Li attendevo al varco con ansia
vera fin dai primi
rumors, tanto da inserirli tra le principali aspettative del 2014 nella
playlist annuale di questa gloriosa
webzine.
E ora che il debutto dei
Red Dragon Cartel martella incessantemente già da parecchi giorni il mio apparato
cardio-uditvo, la sensazione che provo è uno strano misto, in tipica salsa agrodolce, di
soddisfazione e
delusione.
Soddisfazione, per il ritorno in grande spolvero di uno dei miei chitarristi preferiti, quel Jake E. Lee “innamorato” di Tommy Bolin, artefice dei primi passi dei Ratt (quando si chiamavano Mickey Ratt) e dei Rough Cutt, in grado di sostituire (rimpiazzando Brad Gillis e battendo, si dice, la concorrenza di un “certo” George Lynch …) il compianto Randy Rhoads nella
band di Ozzy Osbourne, per poi approdare alla fondazione dei Badlands, per quanto mi riguarda uno di quei gruppi cui il prefisso
super non è per nulla pletorico, un autentico pezzo di storia del
rock, purtroppo troppo presto consegnato ai suoi annali.

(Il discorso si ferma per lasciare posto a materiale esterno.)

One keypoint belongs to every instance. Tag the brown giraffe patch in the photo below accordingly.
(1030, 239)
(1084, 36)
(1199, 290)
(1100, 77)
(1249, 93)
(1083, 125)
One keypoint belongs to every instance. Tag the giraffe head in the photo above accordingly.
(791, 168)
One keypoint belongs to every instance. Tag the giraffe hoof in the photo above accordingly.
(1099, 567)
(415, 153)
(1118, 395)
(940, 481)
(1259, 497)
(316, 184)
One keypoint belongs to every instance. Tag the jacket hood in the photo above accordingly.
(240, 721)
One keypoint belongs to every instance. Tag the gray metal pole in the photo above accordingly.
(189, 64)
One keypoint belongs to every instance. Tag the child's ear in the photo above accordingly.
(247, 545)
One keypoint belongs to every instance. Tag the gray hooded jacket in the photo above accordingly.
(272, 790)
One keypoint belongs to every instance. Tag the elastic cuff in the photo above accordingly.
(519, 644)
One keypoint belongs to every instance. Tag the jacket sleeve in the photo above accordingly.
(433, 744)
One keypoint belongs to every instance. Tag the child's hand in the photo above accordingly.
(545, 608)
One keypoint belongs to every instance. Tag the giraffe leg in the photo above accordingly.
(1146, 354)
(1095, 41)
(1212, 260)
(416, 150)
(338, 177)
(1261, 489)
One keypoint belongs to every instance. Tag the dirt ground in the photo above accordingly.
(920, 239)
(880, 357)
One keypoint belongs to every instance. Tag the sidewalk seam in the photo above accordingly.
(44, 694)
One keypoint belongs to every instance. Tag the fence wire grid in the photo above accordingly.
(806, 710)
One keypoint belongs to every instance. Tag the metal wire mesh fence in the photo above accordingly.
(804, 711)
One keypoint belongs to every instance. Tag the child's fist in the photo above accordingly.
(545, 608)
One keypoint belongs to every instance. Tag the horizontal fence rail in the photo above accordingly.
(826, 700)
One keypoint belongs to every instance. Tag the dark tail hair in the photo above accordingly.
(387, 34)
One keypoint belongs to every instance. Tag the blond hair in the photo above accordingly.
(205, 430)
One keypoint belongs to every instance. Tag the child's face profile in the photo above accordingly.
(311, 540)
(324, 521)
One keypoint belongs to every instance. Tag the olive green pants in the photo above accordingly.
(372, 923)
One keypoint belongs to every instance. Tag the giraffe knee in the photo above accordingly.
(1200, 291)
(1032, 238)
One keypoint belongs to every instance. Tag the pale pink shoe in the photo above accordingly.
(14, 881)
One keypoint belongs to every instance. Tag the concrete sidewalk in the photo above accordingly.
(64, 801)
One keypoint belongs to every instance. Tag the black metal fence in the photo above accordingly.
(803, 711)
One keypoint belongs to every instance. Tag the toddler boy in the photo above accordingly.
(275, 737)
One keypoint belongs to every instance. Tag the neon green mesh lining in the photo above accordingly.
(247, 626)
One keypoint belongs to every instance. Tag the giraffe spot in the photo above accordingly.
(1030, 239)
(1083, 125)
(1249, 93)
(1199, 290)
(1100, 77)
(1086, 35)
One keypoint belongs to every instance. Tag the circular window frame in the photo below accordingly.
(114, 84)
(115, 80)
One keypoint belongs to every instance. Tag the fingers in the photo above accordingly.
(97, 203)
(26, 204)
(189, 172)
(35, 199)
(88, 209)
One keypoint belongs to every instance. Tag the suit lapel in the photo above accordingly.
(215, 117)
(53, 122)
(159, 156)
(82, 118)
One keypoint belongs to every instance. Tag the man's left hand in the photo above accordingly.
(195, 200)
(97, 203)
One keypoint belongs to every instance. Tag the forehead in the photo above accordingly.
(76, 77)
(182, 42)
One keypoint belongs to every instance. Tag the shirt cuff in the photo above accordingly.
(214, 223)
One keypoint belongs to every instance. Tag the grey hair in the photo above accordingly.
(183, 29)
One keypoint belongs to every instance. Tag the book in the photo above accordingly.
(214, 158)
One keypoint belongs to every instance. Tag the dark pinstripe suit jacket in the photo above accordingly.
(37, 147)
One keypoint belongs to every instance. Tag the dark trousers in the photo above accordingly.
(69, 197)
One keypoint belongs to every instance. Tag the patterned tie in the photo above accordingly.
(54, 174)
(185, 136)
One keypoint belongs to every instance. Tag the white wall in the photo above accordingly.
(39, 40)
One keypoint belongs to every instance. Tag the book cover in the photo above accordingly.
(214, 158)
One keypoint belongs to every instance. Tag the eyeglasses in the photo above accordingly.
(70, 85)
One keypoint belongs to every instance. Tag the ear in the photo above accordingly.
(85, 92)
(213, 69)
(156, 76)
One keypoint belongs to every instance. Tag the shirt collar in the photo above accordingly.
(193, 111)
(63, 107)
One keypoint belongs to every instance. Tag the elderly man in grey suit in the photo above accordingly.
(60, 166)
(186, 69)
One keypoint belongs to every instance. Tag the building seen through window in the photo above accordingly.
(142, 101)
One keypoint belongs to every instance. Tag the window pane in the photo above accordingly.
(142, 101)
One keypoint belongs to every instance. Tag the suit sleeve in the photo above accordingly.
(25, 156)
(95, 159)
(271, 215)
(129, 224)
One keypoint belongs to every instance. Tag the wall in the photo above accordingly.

Delusione (non moltissima, in realtà!), per un disco formalmente impeccabile, arricchito di ospiti prestigiosi (Robin Zander, Paul Di’Anno, Sass Jordan, Maria Brink degli In This Moment e poi ancora Rex Brown, Scott Reeder, i due Slash’s Conspirator Todd Kerns e Brent Fitz e Jeremy Spencer dei Five Finger Death Punch), ma che sembra eccessivamente “passivo”, se mi passate il termine, per come si prodiga nel tentare di “sfruttare” il passato più
popolare del
guitar-hero di Norfolk e di contestualizzarlo nel
mainstream contemporaneo.
“Red dragon cartel” è, dunque, semplificando i termini della questione, una sorta di Ozzy Osbourne
meets Slash (con taluni ammiccamenti a Velvet Revolver e Alice In Chains, se non addirittura a Rob Zombie …), ben congeniato e realizzato e tuttavia abbastanza prevedibile (e un po’ dispersivo) nelle soluzioni espressive, nonché non sempre straordinariamente ispirato nei contenuti artistici.
Ciò detto, un’adeguata “consolazione” la forniscono la fiammeggiante chitarra di Mr. Lee (dal fraseggio e dal tremolo inconfondibili … chissà se per ottenere quest’ultimo flette ancora il manico del suo strumento ... ai tempi parecchi emulatori con attrezzature meno professionali delle sue ebbero brutte sorprese da questa singolare tecnica esecutiva …), la voce discretamente duttile e a tratti parecchio
Madman-esque di D.J. Smith, la tellurica sezione ritmica Jonas Fairley / Ronnie Mancuso (dei Beggars & Thieves … ricordate il
cameo di Jake nel
video della loro “We come undone”, con tanto di didascalia polemica nei confronti di chi gli chiedeva di suonare per l’ennesima volta “Bark at the moon”? …
Beh, evidentemente, alla luce di questo lavoro, il nostro si è “riconciliato” con certe situazioni …) e una decina di canzoni tutte piuttosto piacevoli e coinvolgenti, da cui si stagliano la bollente “Deceived”, la malinconica (con un vago tocco di Jane’s Addiction …) "Fall from the sky”, la coltre Sabbath-
iana che avvolge (fin dal titolo …) “War machine”,
l’heavy blues “Redeem me” (ottima Sass Jordan) e “Feeder”, il vero capolavoro dell’albo, pregno di profumi esotici e di colori iridescenti, impreziosita da uno Zander semplicemente perfetto.
Non male, poi, gli
anthems “modernisti” “Shout it out”, “Wasted” (con un ruggente Paul Di’Anno) e “Slave”, mentre davvero poco convincente appare “Big mouth”, in assoluto il brano più “inoffensivo” del programma, anche di “Exquisite tenderness”, un breve congedo pianistico di dubbia utilità.
Il bentornato è d’obbligo, eppure è la carriera stessa di questo talentuoso musicista a “pretendere” di più … intanto aspetto con impazienza il momento in cui potrò vederlo all’opera, assieme ai suoi sodali, nel
cast stellare del
Frontiers Rock Fest, un evento imperdibile, vagheggiato da tempo immemore e ormai vicino alla sua inattesa realizzazione.